Weather data comes from a huge variety of different sources, but thanks to Meteomatics’ Mix Model, you’re always provided with the best data for your use-case. In this article, Tom discusses the differences between sources of weather data and demonstrates that these are not all created equal by examining radar measurements of precipitation in Scandinavia, showing that these outperform model data.

If you’re a Meteomatics customer, chances are you already know that weather data is complicated. Not only are a huge number of variables – some more abstract than others – required in order to understand our atmosphere, but also there are typically many sources of information on each of these. Even if you know which specific aspect of the weather- and climate system is relevant to you – be it for business applications or for research interests – the huge range of data available can be incredibly daunting.

Luckily for our users, a guiding principle of Meteomatics is that our API should not simply provide all the information our customers may require, but also make using it as straightforward as possible. Hence, whilst we facilitate careful choosing from amongst our data sources, in the absence of further specification, our ‘mix’ provides the best available data for the parameters and locations queried through a series of fallbacks.

But what even are the differences between all these sources in the first place? And what kind of impact can the provision of the optimal data source for your problem have? Over several blog posts, I’ll be exploring both of these questions in the context of radar precipitation data, which is available through our API.

What kinds of weather data are there?

At the highest level, weather data can be broken down into two large categories: observations and model data. Observing the weather is quite natural – most of us do it every day when we go outside (or, more recently, gaze longingly out of the window). Observational data, however, has to come from a standardized technique. Instruments for recording standard observations have proliferated since the 16th century, and ground based observatories have spread across the globe, typically recording temperature, pressure, humidity, wind and rainfall.

These days, as well as fixed locations distributed across the Earth’s surface, drifting buoys take measurements of oceanic parameters, and radiosondes take soundings of meteorological parameters through the atmosphere. Meteomatics’ MeteoDrones are changing the game again in the domain of atmospheric observations, providing a remote controlled miniature observatory for obtaining measurements for specific locations in the air.

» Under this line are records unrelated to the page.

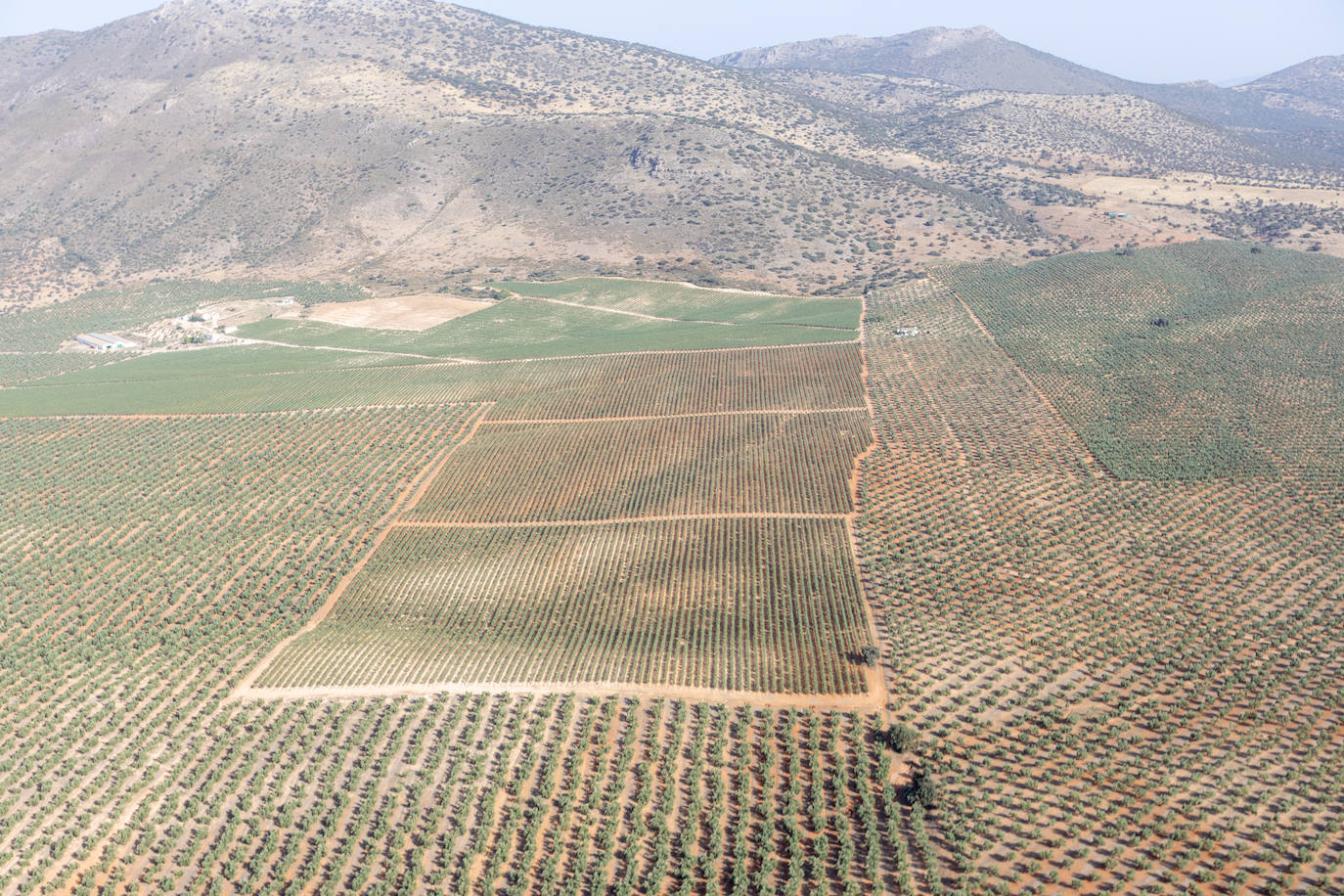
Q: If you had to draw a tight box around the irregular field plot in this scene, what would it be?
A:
[256,518,869,694]
[291,292,491,331]
[406,411,870,522]
[240,298,855,361]
[0,342,863,419]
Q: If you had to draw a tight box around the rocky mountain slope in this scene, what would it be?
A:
[0,0,1053,305]
[712,26,1344,168]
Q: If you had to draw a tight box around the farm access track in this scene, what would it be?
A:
[230,304,888,712]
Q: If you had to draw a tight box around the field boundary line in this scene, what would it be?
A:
[224,402,495,702]
[934,277,1120,481]
[844,294,891,726]
[229,681,885,712]
[0,400,483,421]
[485,404,869,426]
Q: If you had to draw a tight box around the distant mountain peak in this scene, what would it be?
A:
[709,25,1126,94]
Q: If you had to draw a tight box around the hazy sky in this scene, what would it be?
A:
[0,0,1344,80]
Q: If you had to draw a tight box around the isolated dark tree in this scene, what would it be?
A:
[885,721,919,752]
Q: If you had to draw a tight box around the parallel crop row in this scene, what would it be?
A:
[0,407,480,892]
[946,244,1344,483]
[258,518,866,694]
[407,411,870,522]
[856,275,1344,893]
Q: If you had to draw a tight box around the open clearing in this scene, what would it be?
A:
[277,292,491,332]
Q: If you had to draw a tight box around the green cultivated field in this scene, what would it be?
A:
[256,518,867,694]
[0,342,863,419]
[0,257,1344,896]
[0,275,892,893]
[240,298,858,361]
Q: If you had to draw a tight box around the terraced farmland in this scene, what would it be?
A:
[256,517,870,694]
[406,408,870,522]
[249,318,880,705]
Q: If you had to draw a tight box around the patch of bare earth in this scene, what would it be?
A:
[289,292,491,331]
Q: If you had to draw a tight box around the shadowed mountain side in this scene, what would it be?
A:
[711,26,1344,168]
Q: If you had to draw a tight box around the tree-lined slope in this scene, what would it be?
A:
[0,0,1047,303]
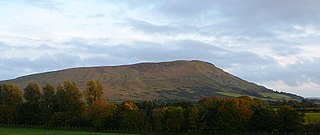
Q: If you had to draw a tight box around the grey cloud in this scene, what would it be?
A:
[0,54,81,80]
[87,13,105,18]
[127,19,180,34]
[25,0,59,10]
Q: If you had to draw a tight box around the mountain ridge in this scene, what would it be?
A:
[1,60,299,100]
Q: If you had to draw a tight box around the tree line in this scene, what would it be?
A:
[0,80,316,132]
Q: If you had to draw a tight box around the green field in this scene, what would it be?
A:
[259,92,290,99]
[0,127,139,135]
[305,113,320,124]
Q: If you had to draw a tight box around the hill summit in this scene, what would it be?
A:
[1,60,301,100]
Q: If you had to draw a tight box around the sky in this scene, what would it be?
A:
[0,0,320,97]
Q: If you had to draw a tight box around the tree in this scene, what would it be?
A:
[120,101,146,129]
[85,80,103,105]
[216,97,253,131]
[166,106,184,132]
[56,81,84,125]
[0,83,23,106]
[188,106,201,130]
[152,107,168,131]
[88,100,118,129]
[19,83,42,124]
[41,83,57,123]
[250,107,278,132]
[278,107,304,132]
[0,83,23,124]
[24,83,42,106]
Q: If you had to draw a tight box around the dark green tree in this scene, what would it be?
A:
[278,107,304,132]
[56,81,85,125]
[165,106,184,132]
[85,80,103,105]
[19,83,43,124]
[250,107,278,132]
[0,83,23,124]
[41,83,57,124]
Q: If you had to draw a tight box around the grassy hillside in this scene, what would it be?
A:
[0,61,299,100]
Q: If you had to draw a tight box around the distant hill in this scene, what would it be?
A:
[1,60,302,100]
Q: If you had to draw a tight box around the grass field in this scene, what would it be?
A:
[259,92,290,99]
[0,127,139,135]
[305,113,320,124]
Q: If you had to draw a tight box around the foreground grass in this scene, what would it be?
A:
[0,127,139,135]
[304,113,320,124]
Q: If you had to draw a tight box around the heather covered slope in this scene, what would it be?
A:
[0,61,300,100]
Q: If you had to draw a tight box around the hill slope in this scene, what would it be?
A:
[2,61,301,100]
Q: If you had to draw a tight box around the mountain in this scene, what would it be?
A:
[1,60,302,100]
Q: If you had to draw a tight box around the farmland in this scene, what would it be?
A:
[0,127,134,135]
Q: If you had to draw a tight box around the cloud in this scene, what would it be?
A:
[0,0,320,95]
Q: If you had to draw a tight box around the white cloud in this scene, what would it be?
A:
[0,0,320,96]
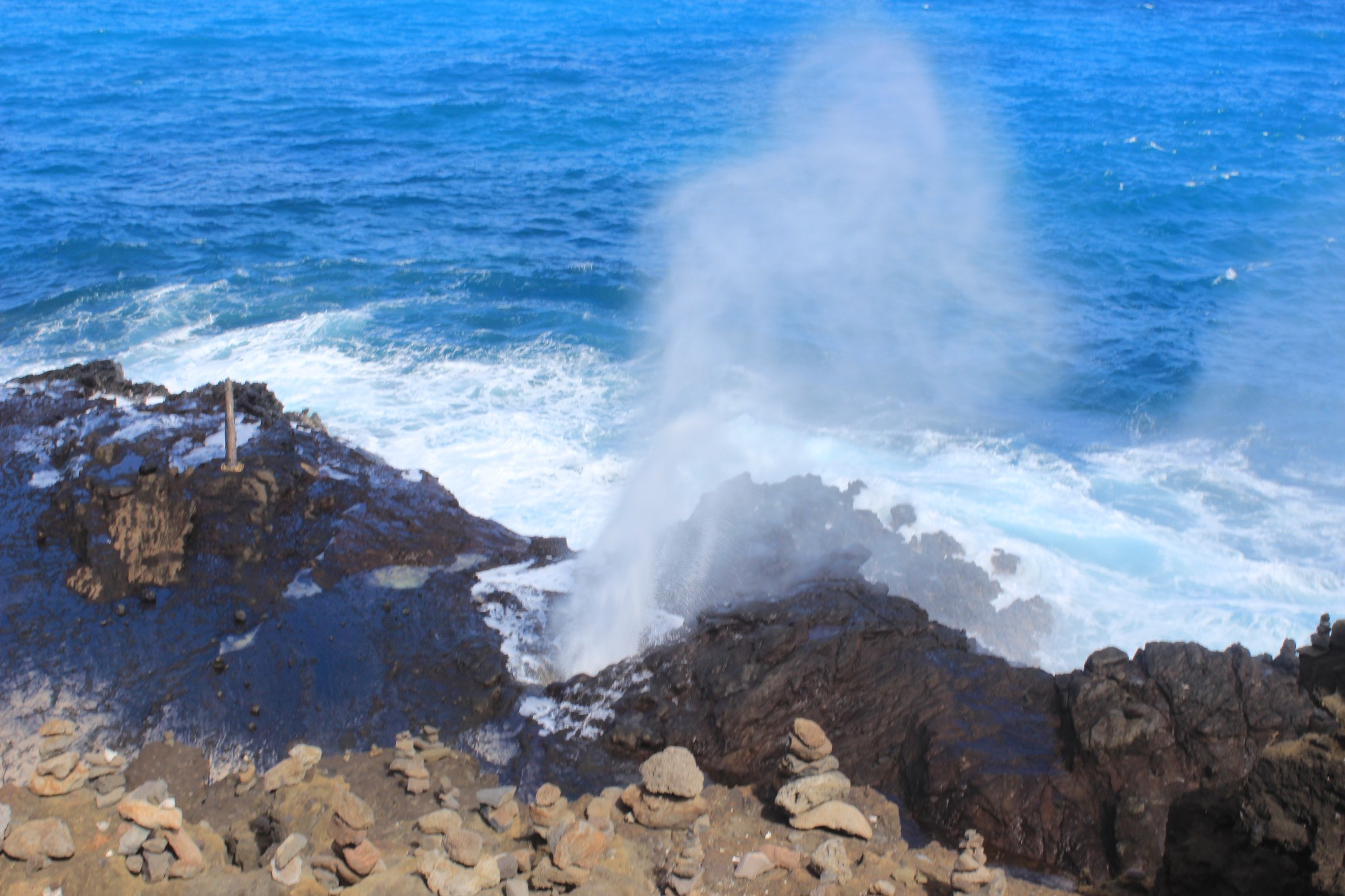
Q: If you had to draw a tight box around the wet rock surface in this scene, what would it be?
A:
[0,363,1345,896]
[659,474,1053,664]
[552,579,1312,884]
[0,363,565,790]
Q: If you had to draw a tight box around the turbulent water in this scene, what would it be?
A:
[0,0,1345,668]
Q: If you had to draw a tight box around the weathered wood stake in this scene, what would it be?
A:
[221,379,244,473]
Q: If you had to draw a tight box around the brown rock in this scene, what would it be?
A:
[789,800,873,840]
[3,818,76,863]
[552,821,607,870]
[640,747,705,800]
[332,790,374,830]
[327,814,367,846]
[789,733,831,761]
[33,750,79,778]
[117,800,181,830]
[416,809,463,834]
[793,717,827,750]
[342,840,382,877]
[621,784,707,829]
[444,829,484,868]
[28,761,89,797]
[164,830,206,880]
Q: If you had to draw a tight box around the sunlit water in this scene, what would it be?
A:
[0,0,1345,668]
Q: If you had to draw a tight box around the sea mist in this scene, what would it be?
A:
[558,28,1052,673]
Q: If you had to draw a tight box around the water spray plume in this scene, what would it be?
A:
[560,28,1052,672]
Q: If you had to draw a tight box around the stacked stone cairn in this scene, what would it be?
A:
[775,719,873,840]
[1310,612,1332,650]
[117,779,206,884]
[308,790,387,892]
[28,719,89,797]
[663,815,710,896]
[621,747,709,829]
[952,829,1009,896]
[263,744,323,794]
[85,748,127,809]
[0,803,76,872]
[387,725,456,807]
[530,784,616,891]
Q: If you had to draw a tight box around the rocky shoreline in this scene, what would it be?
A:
[0,362,1345,896]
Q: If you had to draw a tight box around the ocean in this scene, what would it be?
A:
[0,0,1345,669]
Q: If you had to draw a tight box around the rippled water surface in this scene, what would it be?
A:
[0,0,1345,665]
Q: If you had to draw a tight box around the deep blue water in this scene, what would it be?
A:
[0,0,1345,662]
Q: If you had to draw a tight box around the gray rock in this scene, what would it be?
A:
[640,747,705,800]
[775,771,850,815]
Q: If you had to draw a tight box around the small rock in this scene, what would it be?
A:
[342,840,382,877]
[37,719,76,738]
[276,833,308,868]
[733,853,775,880]
[271,856,304,887]
[552,821,607,870]
[476,787,518,809]
[117,794,181,830]
[117,822,149,856]
[789,800,873,840]
[332,791,374,830]
[811,837,854,885]
[793,719,827,750]
[165,830,206,880]
[3,818,76,863]
[775,771,850,815]
[93,787,127,809]
[416,809,463,834]
[640,747,705,800]
[444,829,484,868]
[141,853,173,884]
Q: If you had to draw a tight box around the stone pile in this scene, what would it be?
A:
[951,829,1009,896]
[263,744,323,794]
[387,725,457,809]
[271,832,308,887]
[527,784,570,840]
[117,779,206,884]
[663,818,709,896]
[83,750,127,809]
[309,791,387,891]
[0,803,76,872]
[1310,612,1332,650]
[476,787,523,838]
[775,719,873,840]
[28,719,89,797]
[621,747,707,829]
[416,843,502,896]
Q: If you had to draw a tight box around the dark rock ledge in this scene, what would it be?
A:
[0,363,1345,895]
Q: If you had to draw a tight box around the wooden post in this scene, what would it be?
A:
[219,379,244,473]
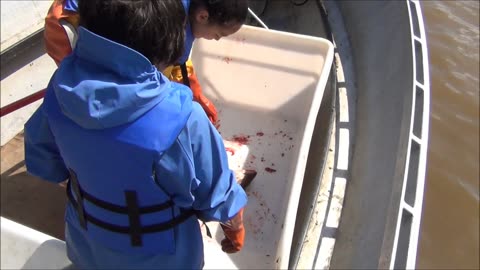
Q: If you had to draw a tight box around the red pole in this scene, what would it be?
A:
[0,89,47,117]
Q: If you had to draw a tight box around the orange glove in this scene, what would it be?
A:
[220,208,245,253]
[170,60,218,125]
[44,0,79,66]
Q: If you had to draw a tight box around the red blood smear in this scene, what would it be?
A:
[233,136,248,144]
[265,167,277,173]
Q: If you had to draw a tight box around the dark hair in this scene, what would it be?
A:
[78,0,186,65]
[189,0,248,25]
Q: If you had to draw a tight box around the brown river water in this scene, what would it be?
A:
[417,0,479,269]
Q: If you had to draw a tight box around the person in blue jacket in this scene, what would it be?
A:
[25,0,247,269]
[44,0,248,124]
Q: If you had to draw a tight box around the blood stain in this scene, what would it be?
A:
[265,167,277,173]
[233,135,248,144]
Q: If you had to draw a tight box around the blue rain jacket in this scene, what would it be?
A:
[25,27,247,269]
[64,0,195,64]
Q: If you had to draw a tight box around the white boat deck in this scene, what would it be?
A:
[2,26,333,269]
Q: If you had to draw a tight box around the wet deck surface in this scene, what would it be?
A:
[1,133,67,240]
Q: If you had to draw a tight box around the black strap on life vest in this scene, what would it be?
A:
[67,170,195,246]
[180,63,190,87]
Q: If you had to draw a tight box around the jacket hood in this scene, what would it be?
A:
[51,27,188,129]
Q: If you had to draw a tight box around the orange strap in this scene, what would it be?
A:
[44,0,80,66]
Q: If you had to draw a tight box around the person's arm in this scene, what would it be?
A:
[169,60,218,125]
[157,103,247,253]
[44,0,79,66]
[24,105,69,183]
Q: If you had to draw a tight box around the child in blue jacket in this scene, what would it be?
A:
[44,0,248,124]
[25,0,247,269]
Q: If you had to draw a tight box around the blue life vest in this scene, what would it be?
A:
[44,84,191,253]
[39,27,193,254]
[44,81,191,253]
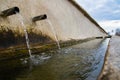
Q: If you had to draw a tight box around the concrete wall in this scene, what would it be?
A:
[0,0,106,40]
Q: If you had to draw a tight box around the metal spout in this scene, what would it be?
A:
[32,14,47,22]
[0,7,19,17]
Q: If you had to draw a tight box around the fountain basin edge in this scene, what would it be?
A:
[0,38,96,61]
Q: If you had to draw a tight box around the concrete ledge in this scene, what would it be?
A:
[98,36,120,80]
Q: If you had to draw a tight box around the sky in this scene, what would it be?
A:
[76,0,120,32]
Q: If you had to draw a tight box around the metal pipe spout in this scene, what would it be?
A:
[32,14,47,22]
[0,7,19,17]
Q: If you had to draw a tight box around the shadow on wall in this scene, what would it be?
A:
[0,26,53,48]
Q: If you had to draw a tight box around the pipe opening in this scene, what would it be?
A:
[0,7,20,17]
[32,14,47,22]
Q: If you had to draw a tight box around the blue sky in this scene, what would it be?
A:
[76,0,120,31]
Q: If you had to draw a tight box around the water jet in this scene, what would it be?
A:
[32,14,47,22]
[0,7,20,17]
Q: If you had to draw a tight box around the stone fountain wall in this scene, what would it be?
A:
[0,0,106,47]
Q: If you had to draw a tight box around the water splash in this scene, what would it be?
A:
[46,19,61,49]
[17,13,32,58]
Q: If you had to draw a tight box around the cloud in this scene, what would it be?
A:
[76,0,120,21]
[98,20,120,32]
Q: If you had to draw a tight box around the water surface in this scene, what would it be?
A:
[0,39,109,80]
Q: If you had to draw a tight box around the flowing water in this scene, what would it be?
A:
[17,13,32,58]
[46,19,60,49]
[0,39,109,80]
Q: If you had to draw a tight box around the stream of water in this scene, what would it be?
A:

The ‘in-situ’ observations summarized above are generally considered the gold standard in meteorology. Of course, instruments need to be carefully calibrated, but there is a direct physical link between the sensor and the measurand, and in general this makes the measurements very trustworthy. This physical link is something of a double-edged sword, however. It is unfeasible to place meteorological observatories at every point throughout the atmosphere, for reasons of both practicality and economy.

Fortunately, just because we don’t have direct observations for all points on the globe, there’s no reason we can’t take an educated guess. As our ability to measure the atmosphere has improved, so has our understanding of the physical processes which underpin the evolution of weather. Over time, our theoretical framework has expanded to such an extent that we’re now able to fill in the gaps between observations with model data, including in the vast reaches of the upper atmosphere which are incredibly difficult to directly measure.

The problem with models in general is that they are based on an incomplete understanding of nature behaves. Oftentimes we are still unsure of how a process works, and even when we’re pretty confident, we regularly make simplifying assumptions for the benefit of easier calculation. The problem with meteorological models specifically is that the atmosphere is made up of many billions[1] of molecules, each of which interact in ways we can’t deterministically calculate[2]. However, as well as being able to provide estimates for the gaps in our observation network in space, models are also amazingly able to do this in time as well, enabling us to reconstruct the past and predict the future!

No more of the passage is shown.